Tuttavia, si nota di come l’Italia sia un Paese vecchio, che si attacca – come fa Linus con la sua copertina – a qualunque cosa risulti rassicurante in un mondo turbolento e senza bussola. Specie la RAI, per l’assoluta incapacità di rinnovarsi nelle morse di una partitocrazia che cambia per essere sempre la stessa, ha smesso da tempo di avere elementi innovativi. Chi ci ha vissuto dentro sa bene che a far carriera sono quasi sempre raccomandati, in gran parte mediocri e quindi la ripetitività del già fatto diventa il loro mantra. Ho conosciuto dei cretini stellari che si sono arrampicati sino a posti importanti e le loro scarse qualità finiscono per incidere sul prodotto finale e piano piano a guardare la RAI sono solo più le vecchie generazioni e le trasmissioni finiscono per essere da ospizio per tenersi almeno quella fascia di pubblico.
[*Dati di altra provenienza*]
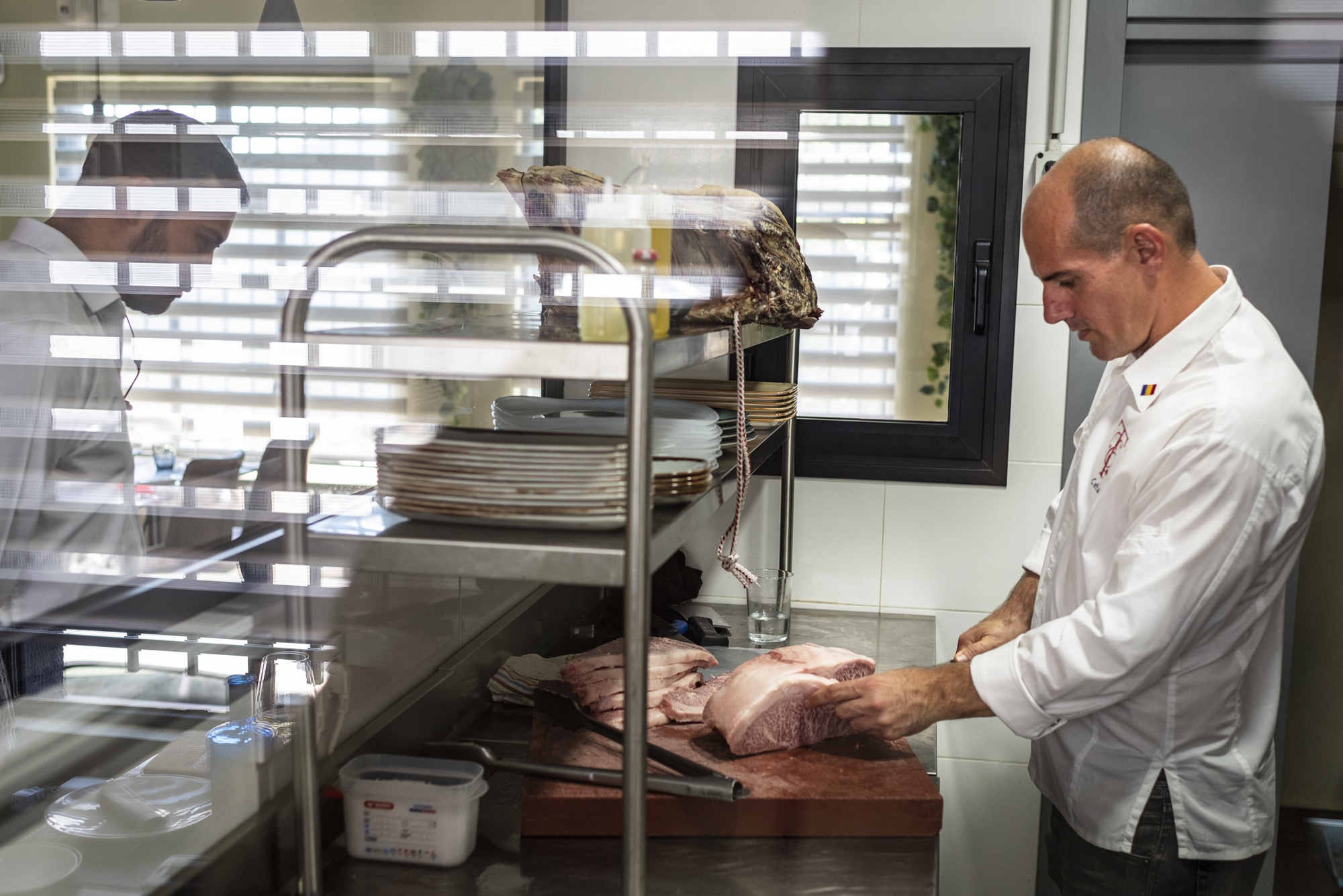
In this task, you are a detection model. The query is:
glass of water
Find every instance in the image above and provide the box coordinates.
[747,568,792,645]
[255,650,317,747]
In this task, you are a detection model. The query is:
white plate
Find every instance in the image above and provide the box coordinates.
[47,775,210,840]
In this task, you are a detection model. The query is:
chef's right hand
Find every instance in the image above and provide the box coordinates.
[955,613,1026,662]
[952,571,1039,662]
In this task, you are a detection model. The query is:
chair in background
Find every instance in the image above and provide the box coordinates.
[156,450,243,554]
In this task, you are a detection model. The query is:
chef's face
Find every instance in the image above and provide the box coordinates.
[1022,179,1164,361]
[121,207,234,314]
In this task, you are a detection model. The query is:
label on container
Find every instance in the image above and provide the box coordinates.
[361,799,441,862]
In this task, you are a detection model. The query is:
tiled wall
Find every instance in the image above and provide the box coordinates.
[569,0,1086,896]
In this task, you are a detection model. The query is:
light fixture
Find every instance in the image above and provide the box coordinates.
[257,0,304,31]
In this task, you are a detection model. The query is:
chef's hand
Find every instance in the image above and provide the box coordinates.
[954,571,1039,662]
[807,664,992,740]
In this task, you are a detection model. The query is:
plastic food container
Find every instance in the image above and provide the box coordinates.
[340,752,490,866]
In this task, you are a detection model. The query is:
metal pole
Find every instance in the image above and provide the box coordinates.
[279,224,631,896]
[620,270,653,896]
[293,699,322,896]
[779,330,798,571]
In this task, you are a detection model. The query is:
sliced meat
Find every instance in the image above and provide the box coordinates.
[658,673,732,721]
[592,709,667,730]
[583,670,701,712]
[704,644,876,755]
[770,644,877,681]
[560,637,719,681]
[569,660,701,687]
[573,666,700,705]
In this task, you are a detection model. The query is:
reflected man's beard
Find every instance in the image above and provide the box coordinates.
[121,217,177,314]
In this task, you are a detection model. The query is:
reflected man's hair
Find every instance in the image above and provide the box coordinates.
[79,109,248,205]
[1069,137,1198,255]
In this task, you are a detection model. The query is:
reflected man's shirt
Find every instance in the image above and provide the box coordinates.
[970,267,1324,860]
[0,219,144,624]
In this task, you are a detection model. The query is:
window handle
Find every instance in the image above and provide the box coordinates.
[971,240,994,336]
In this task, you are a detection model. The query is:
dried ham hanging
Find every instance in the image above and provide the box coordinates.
[498,165,821,329]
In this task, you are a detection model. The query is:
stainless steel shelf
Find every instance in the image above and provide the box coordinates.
[308,426,786,586]
[291,314,790,380]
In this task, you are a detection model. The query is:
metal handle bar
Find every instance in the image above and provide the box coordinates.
[271,224,653,896]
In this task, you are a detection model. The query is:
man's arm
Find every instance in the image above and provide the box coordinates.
[807,662,994,740]
[807,570,1039,740]
[955,570,1039,662]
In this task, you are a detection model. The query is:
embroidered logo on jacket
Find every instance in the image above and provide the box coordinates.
[1092,420,1128,495]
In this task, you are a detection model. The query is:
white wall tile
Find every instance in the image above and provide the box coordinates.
[1007,313,1072,464]
[685,479,885,607]
[937,759,1039,896]
[792,479,885,607]
[682,476,784,599]
[881,462,1060,613]
[860,0,1058,150]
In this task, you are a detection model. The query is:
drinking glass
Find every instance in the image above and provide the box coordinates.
[747,568,792,645]
[150,442,177,469]
[257,650,317,747]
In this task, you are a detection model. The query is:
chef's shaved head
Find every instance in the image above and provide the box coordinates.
[1029,137,1198,256]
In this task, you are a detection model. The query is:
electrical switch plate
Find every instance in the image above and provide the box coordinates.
[1030,149,1064,187]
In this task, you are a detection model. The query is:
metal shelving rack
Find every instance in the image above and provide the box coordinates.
[279,226,796,896]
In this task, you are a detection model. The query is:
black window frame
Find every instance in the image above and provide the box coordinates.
[736,47,1030,485]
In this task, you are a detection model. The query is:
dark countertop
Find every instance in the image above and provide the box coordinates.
[326,603,937,896]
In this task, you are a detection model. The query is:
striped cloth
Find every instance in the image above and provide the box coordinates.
[486,653,572,707]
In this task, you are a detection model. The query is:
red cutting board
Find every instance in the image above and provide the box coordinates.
[522,712,941,837]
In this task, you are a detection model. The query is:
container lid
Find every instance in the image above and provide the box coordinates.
[340,752,488,797]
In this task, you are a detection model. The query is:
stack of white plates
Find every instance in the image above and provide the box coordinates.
[494,396,723,460]
[588,380,798,427]
[377,424,626,528]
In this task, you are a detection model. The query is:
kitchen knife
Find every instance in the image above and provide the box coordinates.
[424,742,751,802]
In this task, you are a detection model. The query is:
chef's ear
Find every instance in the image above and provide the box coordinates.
[1124,224,1166,274]
[117,177,163,225]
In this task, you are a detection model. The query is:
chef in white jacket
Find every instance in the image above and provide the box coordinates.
[813,138,1324,896]
[0,110,239,625]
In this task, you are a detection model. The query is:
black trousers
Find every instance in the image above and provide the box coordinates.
[1045,771,1265,896]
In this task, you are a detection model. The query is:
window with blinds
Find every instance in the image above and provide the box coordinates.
[48,71,543,488]
[798,111,960,421]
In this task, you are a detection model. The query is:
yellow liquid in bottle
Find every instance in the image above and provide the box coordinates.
[579,226,672,342]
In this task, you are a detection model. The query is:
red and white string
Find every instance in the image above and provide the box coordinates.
[719,311,756,587]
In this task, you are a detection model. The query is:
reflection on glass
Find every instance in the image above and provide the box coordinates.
[798,111,960,423]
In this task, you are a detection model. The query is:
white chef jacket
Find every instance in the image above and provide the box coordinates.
[0,219,144,624]
[970,267,1324,860]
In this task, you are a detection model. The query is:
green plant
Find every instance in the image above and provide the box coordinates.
[919,115,960,408]
[411,62,498,184]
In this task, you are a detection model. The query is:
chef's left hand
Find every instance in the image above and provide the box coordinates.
[807,662,992,740]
Ma Sanremo resta Sanremo, anche se la scure dei rischi che finisca per essere messa all’asta la manifestazione - come ipotizzato dal TAR ligure - innescherebbe suicidi di massa nel Palazzo del potere Rai di Viale Mazzini (luogo pericolosissimo essendo pieno di amianto!), perché perderebbero una delle sole certezze. Sarebbe istruttivo per chi ha trasformato il Servizio pubblico in un carrozzone romanocentrico, appendice nei vertici del peggio del servilismo politico con la caratteristica di sentire il vento. Ci sono specialisti che veleggiano da un partito all’altro, secondo le stagioni. Intanto, fuori dai cattivi pensieri, riguarderò qualche momento sanremese per ridere, per dare la stura a qualche nostalgia, per ammirare qualche canzone e qualche cantante, pensando a quanta storia d’Italia del dopoguerra per essere passata di lì. Mancava il Papa, che è arrivato inaspettato ospite, ripreso in modo indegno con colori improbabili e con una brutta postura che deve far vergognare chi ha registrato il messaggio. Chiunque lo abbia rappresentato così, con un vero e proprio dilettantismo professionale, andrebbe cacciato e speriamo che se ne ricordi San Pietro al momento giusto e lo spedisca negli Inferi.